Likez-vous les uns les autres

Liker (prononcer « laïquer ») de l’anglais « like » pour « aimer bien ». Ce petit symbole en forme de pouce levé en dit long sur les réseaux sociaux peuplés de milliards « d’amis ».

Dans leur Dico des mots qui n'existent pas et qu'on utilise quand même, les auteurs précisent que l’on peut « liker » pour plusieurs raisons : pour dire qu’on aime bien et ainsi marquer son approbation (ou sa désapprobation), pour soutenir une cause, pour se rappeler au bon souvenir, pour afficher sa compassion lorsqu’une mauvaise nouvelle est annoncée ou encore pour faire la promotion d’une marque ou d’une œuvre. Bref, le verbe « liker » fait partie de ces néologismes, pas encore référencés par l’Académie Française, qui permettent d’exprimer, en un seul mot et en un seul symbole, en l’occurrence celui du pouce levé, de multiples sentiments qui vont du hochement de tête approbateur façon « j’approuve » à l’engouement le plus sincère.

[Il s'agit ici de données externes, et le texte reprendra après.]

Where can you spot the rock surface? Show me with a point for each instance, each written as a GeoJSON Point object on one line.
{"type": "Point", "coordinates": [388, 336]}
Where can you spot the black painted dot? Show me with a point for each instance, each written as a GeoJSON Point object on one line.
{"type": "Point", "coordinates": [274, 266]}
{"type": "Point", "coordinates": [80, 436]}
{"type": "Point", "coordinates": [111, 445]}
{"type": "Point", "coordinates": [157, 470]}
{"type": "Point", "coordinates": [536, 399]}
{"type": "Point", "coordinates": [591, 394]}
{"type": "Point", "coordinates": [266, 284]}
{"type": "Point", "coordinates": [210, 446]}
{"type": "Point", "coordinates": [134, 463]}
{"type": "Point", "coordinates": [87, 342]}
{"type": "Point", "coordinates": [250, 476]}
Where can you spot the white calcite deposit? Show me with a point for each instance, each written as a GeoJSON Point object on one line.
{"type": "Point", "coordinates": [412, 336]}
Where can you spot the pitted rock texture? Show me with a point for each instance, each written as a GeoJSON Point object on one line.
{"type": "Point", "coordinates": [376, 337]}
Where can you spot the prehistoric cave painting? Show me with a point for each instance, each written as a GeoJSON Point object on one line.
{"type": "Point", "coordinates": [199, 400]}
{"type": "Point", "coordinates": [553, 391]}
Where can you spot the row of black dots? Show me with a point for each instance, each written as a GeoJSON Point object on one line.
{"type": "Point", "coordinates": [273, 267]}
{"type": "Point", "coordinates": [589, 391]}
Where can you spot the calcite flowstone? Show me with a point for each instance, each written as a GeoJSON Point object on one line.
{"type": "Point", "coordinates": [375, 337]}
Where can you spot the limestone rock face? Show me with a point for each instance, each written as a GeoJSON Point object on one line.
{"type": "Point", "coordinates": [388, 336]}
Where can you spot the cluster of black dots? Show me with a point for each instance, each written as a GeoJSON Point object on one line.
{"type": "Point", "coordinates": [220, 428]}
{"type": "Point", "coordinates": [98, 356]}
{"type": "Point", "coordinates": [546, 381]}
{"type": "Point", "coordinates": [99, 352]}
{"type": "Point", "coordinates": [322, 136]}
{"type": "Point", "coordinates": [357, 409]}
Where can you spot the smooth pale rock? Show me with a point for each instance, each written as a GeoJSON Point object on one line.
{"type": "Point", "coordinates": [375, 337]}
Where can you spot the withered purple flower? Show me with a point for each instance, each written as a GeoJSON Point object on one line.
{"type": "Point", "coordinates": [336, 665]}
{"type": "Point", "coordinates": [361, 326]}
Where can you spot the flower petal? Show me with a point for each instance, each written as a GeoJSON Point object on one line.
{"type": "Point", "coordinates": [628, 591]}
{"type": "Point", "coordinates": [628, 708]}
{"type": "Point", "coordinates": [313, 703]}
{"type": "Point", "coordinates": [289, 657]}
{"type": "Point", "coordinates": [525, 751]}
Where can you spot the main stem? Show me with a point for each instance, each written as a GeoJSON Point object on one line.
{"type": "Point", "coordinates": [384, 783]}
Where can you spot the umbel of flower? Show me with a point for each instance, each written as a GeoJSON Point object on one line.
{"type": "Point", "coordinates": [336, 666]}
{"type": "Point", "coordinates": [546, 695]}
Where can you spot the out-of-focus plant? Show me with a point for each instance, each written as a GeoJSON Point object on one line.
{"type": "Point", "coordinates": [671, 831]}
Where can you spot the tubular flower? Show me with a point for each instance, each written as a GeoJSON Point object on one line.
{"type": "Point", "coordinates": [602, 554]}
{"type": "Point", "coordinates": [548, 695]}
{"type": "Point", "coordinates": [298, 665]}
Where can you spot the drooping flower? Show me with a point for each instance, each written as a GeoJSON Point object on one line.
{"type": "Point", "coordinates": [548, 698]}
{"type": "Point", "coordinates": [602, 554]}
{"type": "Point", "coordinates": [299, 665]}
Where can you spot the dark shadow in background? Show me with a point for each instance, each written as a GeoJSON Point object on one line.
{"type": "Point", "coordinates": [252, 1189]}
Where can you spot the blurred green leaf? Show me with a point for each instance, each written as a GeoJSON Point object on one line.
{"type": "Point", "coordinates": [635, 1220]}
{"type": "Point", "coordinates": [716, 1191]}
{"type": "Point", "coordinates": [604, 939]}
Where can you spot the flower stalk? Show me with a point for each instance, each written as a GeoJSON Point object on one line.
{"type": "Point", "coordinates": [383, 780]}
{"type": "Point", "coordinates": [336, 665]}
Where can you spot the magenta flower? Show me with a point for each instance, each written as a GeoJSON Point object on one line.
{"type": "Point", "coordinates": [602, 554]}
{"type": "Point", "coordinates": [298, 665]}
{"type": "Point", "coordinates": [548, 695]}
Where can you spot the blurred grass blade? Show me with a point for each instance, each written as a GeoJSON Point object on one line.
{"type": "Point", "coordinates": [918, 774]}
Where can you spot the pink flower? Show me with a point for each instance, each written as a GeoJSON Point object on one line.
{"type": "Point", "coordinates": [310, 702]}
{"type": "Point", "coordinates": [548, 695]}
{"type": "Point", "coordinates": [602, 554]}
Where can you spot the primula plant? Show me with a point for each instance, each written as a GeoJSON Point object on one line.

Ce verbe qui figurera peut-être un jour dans nos dictionnaires et qui, conjugué au subjonctif imparfait donnerait quelque chose comme « que tu me likasses », est désormais un signe connu de tous. Représenté le plus souvent sous la forme d’un pouce levé, voire d’un cœur, tous les réseaux sociaux (Facebook, LinkedIN, Twitter, Yammer, Instagram…) ont adopté l’un ou l’autre de ces deux symboles pour inciter leurs « followers » à faire valoir leurs opinions immédiates. Le fait que ces dernières se matérialisent au moyen d’un pouce n’est pas innocent. Dans l’imaginaire collectif, il renvoi à des époques où un pouce levé, dans les arènes de Rome, signifiait la grâce accordée. A l’inverse, ce même pouce tourné vers le bas envoyant les valeureux gladiateurs vers une mort certaine. Plus tard, au Moyen-âge, ce symbole de pouce levé exprimant qu’une transaction commerciale venait d’être conclue et il fallu attendre le siècle dernier, du moins en Occident car dans d’autres parties du monde ce geste est vécu comme offensant, pour que ce pouce levé prenne le sens qu’on lui connait aujourd’hui : l’approbation tacite ou enjouée façon de dire « c’est bien ! », « j’approuve ! ».

Va-comme-j’te-pouce

On peut se demander si les utilisateurs des réseaux sociaux ne s’apparenteraient pas un peu aux gladiateurs de l’Empire Romain cherchant l’approbation de la foule pour rester en vie, numériquement s’entend. Parce que les réseaux sociaux sont ainsi faits qu’ils nécessitent des interactions permanentes entre leurs membres, quiconque utilise ces nouveaux outils numériques espère plus ou moins secrètement qu’il/elle sera «liké(e)». Sous des aspects badins, le « like », sorte de sourire et d’acquiescement, devenant un enjeu de reconnaissance numérique. Entre l’époque où un pouce levé signifiait la grâce et un « like » contemporain qui signifie que l’on aime quelque chose, ce symbole matérialise la preuve de son existence numérique ; en témoigne le nombre de « likes » et commentaires recueillis. Le philosophe Paul Ricœur et son concept d’identité narrative va dans ce sens d’existence numérique quand il précise qu’un : « sujet se reconnait à l’histoire qu’il raconte aux autres et se raconte à lui-même. Il est le lecteur et le scripteur de sa propre vie ».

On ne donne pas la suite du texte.